Pierce Gets Lost on Way to Game

February 6, 1999

  On his way to the FleetCenter yesterday afternoon for his NBA debut, Paul Pierce got lost. Last night, midway through the opening quarter, he and his Celtics teammates lost their way again, seeing their early lead evaporate on the way to a 103-92 loss to the Raptors. Pierce arrived in plenty of time for the game, which he called "an old-fashioned horsewhipping." Despite the outcome, he was happy just to be playing. "I waited seven months for this season to start and I never thought it would get here," he said. "I wish things were a little different, but it is only one game and there are 49 to go." Pierce, who scored 19 points, had his moments. His play was statistically similar to what he did in the two exhibition victories over Toronto.

In 39 minutes, he hit 7 of 14 shots from the floor, pulled down 9 rebounds, blocked 4 shots, and dished off 5 assists. The problem was that the Raptors didn't resemble the team the Celtics played in the exhibition games. "I knew they would be different," said Pierce. "I didn't expect them to play the same." It was a nerve-wracking evening. His mother, Lorraine, and brothers, Jamal and Steve, traveled from Inglewood, Calif., to attend his debut.

He didn't want to disappoint them. He telephoned his college coach, Kansas's Roy Williams, and talked to a few of his old teammates. "This was a day I waited all my life for, since the time I started playing basketball," he said. Pierce understandably was tight when he listened to Red Auerbach address the crowd of 17,892 during pregame ceremonies. "But once the game started, I felt better," he said. "I'm nervous before every game, but it's different when you put on a Celtics jersey. There is a lot of history with it." His first moments on the parquet were not very historic.

"I didn't want to rush things," he said. "I didn't want to get carried away in the emotion of it. I figured I would settle down." He took two shots in the first half, and his first NBA points came on a driving layup with 6:25 remaining in the second quarter, cutting Toronto's lead to 38-34. In the second half, he brought the crowd alive with back-to-back 3-pointers and an attempted baseline dunk on which he was hammered. That's what he will remember about his professional debut: rolling around on the parquet with Charles Oakley's knee affixed to his ribs.

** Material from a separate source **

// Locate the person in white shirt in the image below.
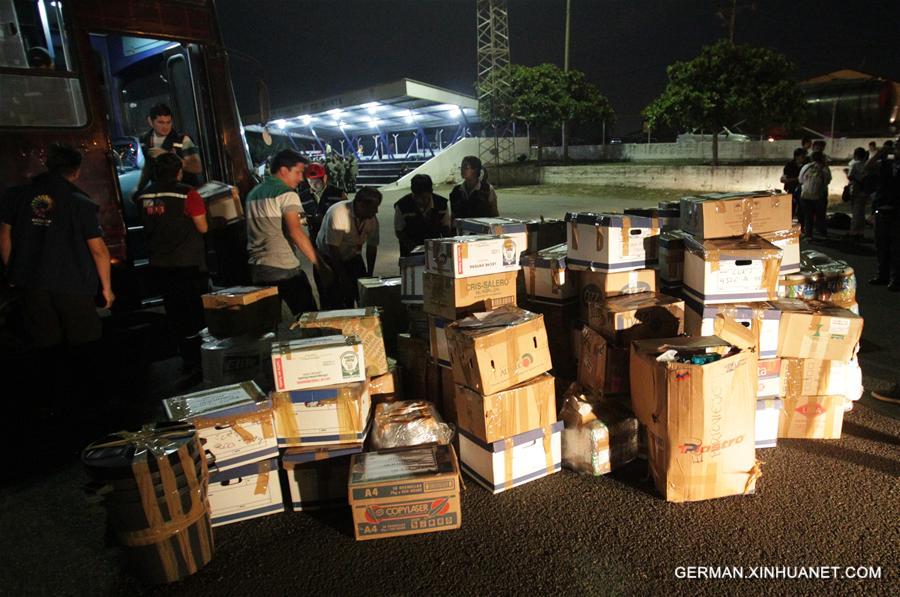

"Yeah, it was like 'Welcome to the NBA,' " said Pierce. "I didn't expect Toronto to play like they did in our two exhibition games. I knew they'd be tough, especially the two big men [ Kevin Willis, Oakley] underneath." Losing at home is unique for Pierce. He never lost a home game at Kansas and can't remember losing one at Inglewood High School. "But this is the NBA and it's going to happen," he said. "You just got to move on." He isn't going to fret about the loss. "It's over," he said. "I got to get my mind on [ tonight's] game." Pierce talked about getting better. He got plenty of minutes and looked brilliant at times. But there were a couple of terrible shots and poor drives to the basket when he should have kicked out passes. Simple rookie mistakes. Playing on equal terms against Toronto rookie Vince Carter, who was selected ahead of Pierce in the draft, wasn't anything to gloat about. "I just want to play well against everybody," said Pierce. "It doesn't matter if a team didn't draft me. I just want to win."